6) la costruzione culturale di Cameron come “autore tecnologico”, nel senso di “someone who not only makes movies with a distinct artistic signature but also builds the tools and technologies that shape future motion picture production” (Tryon 2013: 77). Tale costruzione è cementata dalle interviste e dalle conferenze del regista, dai press book diffusi dall’ufficio stampa della produzione, dagli extra di DVD e Blu-Ray, dalle biografie del regista (Keegan 2009) e dai saggi critici (Caronia, Tursi 2010, Kapell, McVeigh 2011, Clarke 2014).
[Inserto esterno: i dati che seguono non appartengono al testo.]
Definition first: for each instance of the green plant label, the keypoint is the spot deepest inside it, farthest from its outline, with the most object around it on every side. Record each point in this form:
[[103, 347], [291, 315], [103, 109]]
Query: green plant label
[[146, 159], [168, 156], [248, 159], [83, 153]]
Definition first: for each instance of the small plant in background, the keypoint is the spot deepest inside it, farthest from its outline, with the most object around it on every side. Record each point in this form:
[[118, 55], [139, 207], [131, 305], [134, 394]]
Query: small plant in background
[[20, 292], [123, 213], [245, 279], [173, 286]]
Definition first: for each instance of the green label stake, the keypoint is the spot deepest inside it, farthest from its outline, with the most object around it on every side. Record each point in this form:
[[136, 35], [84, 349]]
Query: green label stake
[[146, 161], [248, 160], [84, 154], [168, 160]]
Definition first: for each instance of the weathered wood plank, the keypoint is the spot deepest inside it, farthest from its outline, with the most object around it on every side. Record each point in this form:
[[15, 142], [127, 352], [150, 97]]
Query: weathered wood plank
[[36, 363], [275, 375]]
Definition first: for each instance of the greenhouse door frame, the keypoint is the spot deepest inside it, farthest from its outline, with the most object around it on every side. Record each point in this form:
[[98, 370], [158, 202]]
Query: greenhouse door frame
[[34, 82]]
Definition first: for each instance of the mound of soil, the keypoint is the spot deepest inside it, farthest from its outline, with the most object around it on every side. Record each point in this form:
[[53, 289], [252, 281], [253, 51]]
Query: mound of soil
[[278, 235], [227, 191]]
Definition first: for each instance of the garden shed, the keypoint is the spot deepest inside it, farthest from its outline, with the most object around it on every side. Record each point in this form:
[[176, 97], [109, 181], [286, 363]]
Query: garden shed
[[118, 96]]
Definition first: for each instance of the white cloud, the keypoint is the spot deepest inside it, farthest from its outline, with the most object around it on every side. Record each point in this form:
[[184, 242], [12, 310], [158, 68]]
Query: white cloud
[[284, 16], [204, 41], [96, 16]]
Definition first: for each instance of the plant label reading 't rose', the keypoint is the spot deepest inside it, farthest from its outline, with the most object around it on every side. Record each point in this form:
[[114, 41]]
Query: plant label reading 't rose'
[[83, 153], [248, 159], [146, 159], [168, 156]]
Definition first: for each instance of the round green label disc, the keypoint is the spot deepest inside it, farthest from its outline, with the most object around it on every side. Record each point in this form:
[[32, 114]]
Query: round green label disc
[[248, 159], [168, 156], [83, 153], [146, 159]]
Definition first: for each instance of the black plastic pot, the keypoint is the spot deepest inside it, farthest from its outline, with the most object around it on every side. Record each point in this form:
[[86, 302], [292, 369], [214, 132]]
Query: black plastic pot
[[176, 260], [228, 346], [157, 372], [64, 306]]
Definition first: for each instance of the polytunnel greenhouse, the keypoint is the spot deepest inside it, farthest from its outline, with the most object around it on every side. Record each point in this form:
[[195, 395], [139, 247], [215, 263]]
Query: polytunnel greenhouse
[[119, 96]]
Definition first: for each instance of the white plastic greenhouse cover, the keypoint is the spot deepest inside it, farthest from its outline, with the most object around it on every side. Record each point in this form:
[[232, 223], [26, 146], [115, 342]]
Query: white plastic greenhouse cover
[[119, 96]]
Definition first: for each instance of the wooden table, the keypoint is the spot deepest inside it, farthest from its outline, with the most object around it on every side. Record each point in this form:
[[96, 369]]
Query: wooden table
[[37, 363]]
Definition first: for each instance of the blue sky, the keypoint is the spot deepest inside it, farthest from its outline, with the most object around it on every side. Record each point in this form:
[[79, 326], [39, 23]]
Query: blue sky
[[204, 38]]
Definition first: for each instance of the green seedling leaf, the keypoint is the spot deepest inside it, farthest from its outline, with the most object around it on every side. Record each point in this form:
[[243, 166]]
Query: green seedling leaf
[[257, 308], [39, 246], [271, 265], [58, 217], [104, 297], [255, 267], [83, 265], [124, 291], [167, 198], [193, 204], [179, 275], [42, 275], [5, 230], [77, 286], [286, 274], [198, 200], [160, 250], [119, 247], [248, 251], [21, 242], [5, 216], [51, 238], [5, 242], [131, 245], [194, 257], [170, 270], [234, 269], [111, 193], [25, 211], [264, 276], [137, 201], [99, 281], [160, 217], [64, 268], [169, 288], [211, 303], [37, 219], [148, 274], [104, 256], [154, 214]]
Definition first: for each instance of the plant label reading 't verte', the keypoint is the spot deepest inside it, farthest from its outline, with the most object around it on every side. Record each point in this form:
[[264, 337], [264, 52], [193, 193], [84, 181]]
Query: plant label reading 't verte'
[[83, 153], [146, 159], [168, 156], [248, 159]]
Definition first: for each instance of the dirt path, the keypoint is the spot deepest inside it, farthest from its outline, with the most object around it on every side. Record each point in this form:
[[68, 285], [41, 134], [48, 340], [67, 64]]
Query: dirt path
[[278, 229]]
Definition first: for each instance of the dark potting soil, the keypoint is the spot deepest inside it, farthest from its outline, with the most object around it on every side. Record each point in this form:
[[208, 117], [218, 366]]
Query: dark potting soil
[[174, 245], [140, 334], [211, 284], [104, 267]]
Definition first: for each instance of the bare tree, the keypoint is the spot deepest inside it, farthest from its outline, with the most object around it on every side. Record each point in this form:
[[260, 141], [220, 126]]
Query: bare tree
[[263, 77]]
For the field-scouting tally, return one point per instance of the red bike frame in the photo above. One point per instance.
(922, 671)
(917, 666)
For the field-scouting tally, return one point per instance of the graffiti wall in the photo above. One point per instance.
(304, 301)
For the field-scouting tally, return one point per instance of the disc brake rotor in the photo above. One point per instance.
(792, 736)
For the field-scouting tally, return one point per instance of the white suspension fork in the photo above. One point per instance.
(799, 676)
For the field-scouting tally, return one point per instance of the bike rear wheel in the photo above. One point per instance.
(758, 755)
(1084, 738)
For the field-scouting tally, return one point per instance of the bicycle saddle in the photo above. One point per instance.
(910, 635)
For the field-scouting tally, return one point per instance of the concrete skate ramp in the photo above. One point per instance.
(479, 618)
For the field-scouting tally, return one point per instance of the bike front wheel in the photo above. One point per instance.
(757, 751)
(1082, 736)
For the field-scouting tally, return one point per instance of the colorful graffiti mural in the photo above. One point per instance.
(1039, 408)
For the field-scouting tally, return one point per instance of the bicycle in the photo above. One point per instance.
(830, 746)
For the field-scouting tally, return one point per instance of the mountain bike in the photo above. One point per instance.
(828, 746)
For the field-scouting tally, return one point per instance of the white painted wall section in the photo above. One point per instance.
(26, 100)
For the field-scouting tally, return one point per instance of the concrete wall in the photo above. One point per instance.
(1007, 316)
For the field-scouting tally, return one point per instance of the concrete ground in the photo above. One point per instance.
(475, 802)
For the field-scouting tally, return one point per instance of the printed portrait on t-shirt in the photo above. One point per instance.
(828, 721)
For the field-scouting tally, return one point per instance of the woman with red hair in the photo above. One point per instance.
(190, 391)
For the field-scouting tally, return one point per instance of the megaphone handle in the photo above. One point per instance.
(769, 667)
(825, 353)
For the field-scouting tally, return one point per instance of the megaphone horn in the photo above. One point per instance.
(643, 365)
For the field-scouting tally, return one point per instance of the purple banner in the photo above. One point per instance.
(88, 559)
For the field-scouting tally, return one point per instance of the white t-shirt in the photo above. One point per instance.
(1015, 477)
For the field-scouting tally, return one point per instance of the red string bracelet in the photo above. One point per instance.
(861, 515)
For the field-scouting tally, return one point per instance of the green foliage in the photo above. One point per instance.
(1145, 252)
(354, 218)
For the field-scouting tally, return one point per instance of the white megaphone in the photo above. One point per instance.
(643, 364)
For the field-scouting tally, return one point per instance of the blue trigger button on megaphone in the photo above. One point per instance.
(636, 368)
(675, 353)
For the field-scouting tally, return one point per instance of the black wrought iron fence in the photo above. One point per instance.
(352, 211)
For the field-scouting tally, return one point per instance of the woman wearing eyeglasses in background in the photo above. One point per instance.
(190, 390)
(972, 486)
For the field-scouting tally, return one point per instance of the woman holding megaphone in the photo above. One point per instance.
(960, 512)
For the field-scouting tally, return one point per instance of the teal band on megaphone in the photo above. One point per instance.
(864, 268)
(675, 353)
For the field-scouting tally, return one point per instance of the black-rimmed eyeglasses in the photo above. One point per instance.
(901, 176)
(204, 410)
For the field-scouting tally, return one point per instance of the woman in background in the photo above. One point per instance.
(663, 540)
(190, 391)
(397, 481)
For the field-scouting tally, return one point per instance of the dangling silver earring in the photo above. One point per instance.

Avatar è diventato in un breve periodo il film più visto della storia del cinema con un

incasso globale di quasi tre miliardi di dollari al box office49. Quindi il peso delle retoriche

della rivoluzione tecnologica sostenute dal progetto cinematografico nella sua interezza è tale da generare effetti a catena. In primo luogo, gli spettatori sembrano aver elaborato positivamente l’effetto 3D, alimentando, attraverso il passaparola, le recensioni e i

commenti online la diffusa convinzione che il vero senso della visione di Avatar risiedesse nel regime visivo tridimensionale. L’opera di Cameron prepara così il terreno culturale per la diffusione massiccia di altri film in 3D. In secondo luogo, gli esercenti, registrati gli incassi stratosferici, propendono quasi tutti per la rapida riconversione delle sale, nella convinzione che l’esperienza filmica tridimensionale, così stimolante a livello sensoriale, convincesse gli spettatori a sostenere un maggiore esborso economico rispetto alle proiezioni in 2D. In terzo luogo, gli effetti si riverberano sulla trasformazione tecnologica degli apparecchi televisivi. In più occasioni Cameron, con toni simili a quelli utilizzati per la trasformazione tridimensionale dell’esperienza in sala, sostiene che la tv deve accedere al 3D se vuole valorizzare il suo potenziale di medium spettacolare per la riproduzione di show e, soprattutto, di eventi live. Il discorso cameroniano è così convincente che nel volgere di poco tempo, per effetto degli accordi tra i broadcaster e i produttori di tv, il mercato degli apparecchi televisivi è dominato da televisori 3D. Il registro retorico utilizzato nei commercial di questi dispositivi è molto vicino a quello usato per il marketing di Avatar, del 3D e prima ancora della proiezione digitale: marchi concorrenti come Samsung e Philips pubblicizzano in maniera simile i propri televisori50, producendo

discorsi sulla “nuova dimensione” della tv o dell’home video. La penetrazione sul mercato domestico della tv 3D è inizialmente favorita dallo svolgimento dei Mondiali di calcio in Sudafrica (2010) e dai successi di film 3D al botteghino. Sebbene si diffondano resoconti di esperienze di visione incredibili per la resa della profondità di campo, la definizione dell’immagine e, soprattutto, per l’immersività e l’immediatezza del nuovo regime televisivo stereoscopico, le televisioni 3D si scontrano con alcuni ostacoli oggettivi, che impediscono di considerarle un accettabile surrogato domestico della tridimensionalità in sala: primo, il costo degli apparecchi e, soprattutto, degli occhialini 3D; secondo, il ridotto numero di trasmissioni live appositamente predisposte per la tridimensionalità; terzo, le caratteristiche tecniche del dispositivo, che per una visione ottimale richiede una distanza di alcuni metri, limitando di fatto l’inserimento negli spazi più piccoli. Il miglioramento tecnologico delle tv 3D, con il varo dei primi apparecchi che non necessitano degli appositi occhiali, non cambia sostanzialmente il quadro del mercato.